It is sad to hear that any employee is experiencing such difficulties with their employment rights. Suggest you read through the following information and this should clarify and I hope explain the situation.
You mention your partner works in a 'salon'. Presuming therefore she is employed as a hairdresser/barber/beautician/manicurist or a trainee/apprentice of any of those professions? You may not be aware, but there are specific agreements between industry and the Labour Court that regulate the pay and employment rights of some employment sectors. They are called JLC Agreements (or Joint Labour Committee Agreements).
Hairdressers, beauticians, manicurists (and trainees) in the County and County Borough of Dublin, the Borough of Dun Laoghaire and the Urban District of Bray, and those employed in Cork are all covered by these agreements. The agreements set down specific rules regarding the hours of employment, breaks, pay, etc. for those employed in those professions in those parts of Ireland. Read these agreements here:
http://www.labourcourt.ie/labour/labour.nsf/LookupPageLink/HomeRatesOfPay
These employees of course also enjoy the full protection of the law under normal employment rights. If this employee is employed outside of those geographical areas, they are not covered by the JLC but their terms and conditions of employment are protected in law, just like everyone else.

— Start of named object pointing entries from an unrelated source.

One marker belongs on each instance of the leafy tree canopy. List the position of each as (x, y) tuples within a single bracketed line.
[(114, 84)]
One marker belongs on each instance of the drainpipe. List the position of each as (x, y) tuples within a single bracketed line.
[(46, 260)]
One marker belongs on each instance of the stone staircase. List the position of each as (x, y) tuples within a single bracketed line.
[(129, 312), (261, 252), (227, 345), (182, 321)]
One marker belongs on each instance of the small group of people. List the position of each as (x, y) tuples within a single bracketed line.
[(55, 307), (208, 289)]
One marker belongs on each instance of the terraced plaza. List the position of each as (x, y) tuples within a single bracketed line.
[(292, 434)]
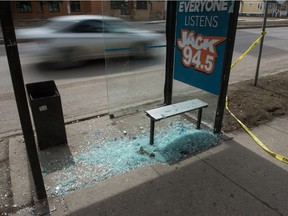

If this employee works in a geographical area covered by the JLC agreement, then details regarding her breaks are set down in the JLC agreement. Details about how breaks, etc. are calculated for all other employees is here:
It is illegal for an employer to deny an employee time off work for rest during the day. This is a matter that should be reported to the Employment Rights Unit at the Department of Enterprise, Trade and Employment.
Employees are not entitled to written contracts of employment. I would suggest therefore that you don't act on other advice above and insist she requests one from her employer. The law however, (see Terms of Employment Information Act 1994) states that certain terms of contract must be available to them in writing.
Hours of work and
details of rest periods and breaks required by law are just two items that must be made available to the employee in writing. The employee is entirely within their rights to request this information in writing but regarding details of their hours of work and overtime, the employer doesn't have to provide this information to everyone individually. Instead, they can refer you to another document (i.e., a collective agreement, etc.).
It may occur in employment that changes to working conditions can occur by implication - rather than formal agreement. For example, if you're requested to start at 8:30 a.m. instead of 9 a.m. you can do so and continue with this starting time. Even though, there has been no formal agreement to change the starting time in the contract. The fact an employee has continued with the earlier starting time over a period could mean there's been an implied change in the contract and unfortunately, the employee could be bound by this.
It's difficult to know however, as you don't state how long the new working arrangements have been in place so it is questionable as to whether the employee could be bound to simply accept the changed arrangements.
However, Section 17 of the Organisation of Working Time Act 1997 does cover the issue of provision of information in relation to working hours. It basically sets down the notice periods employers are required to give to employees, where they require them to work additional hours, etc.
I would think however that major changes such as changes in the day of the week employed is a significant change to a contract that cannot simply be imposed by one party on another.
The Courts in Ireland take a dim view of any employer who infringes the rights of pregnant employees. Maternity Protection legislation, equality legislation and employment rights legislation are at one on this issue. If this woman leaves her job on the basis of the behaviour of her employer and her experience in his employment she would seem to me to have a strong case.
However, before anyone rushes off to complain to any authority - make sure every effort to resolve these issues has occurred between the employer and employee. Sometimes, employers are ignorant of employment rights and when escalating these matters, organisations like the Equality Authority, etc. want to see that you have made every effort to resolve the matter before seeking redress elsewhere.
A useful booklet entitled 'Employment Rights Explained' is availble FREE OF CHARGE from your nearet Citizen Information Centre. Leaving a few copies of this book around your colleagues and your boss might help start off this process.
This employee remember - hasn't left the employment yet so until they do so (or are driven to it), matters such as constructive dismissal, Equality Tribunals, etc. are not an issue.
I hope the above information has been of assistance and has clarified matters.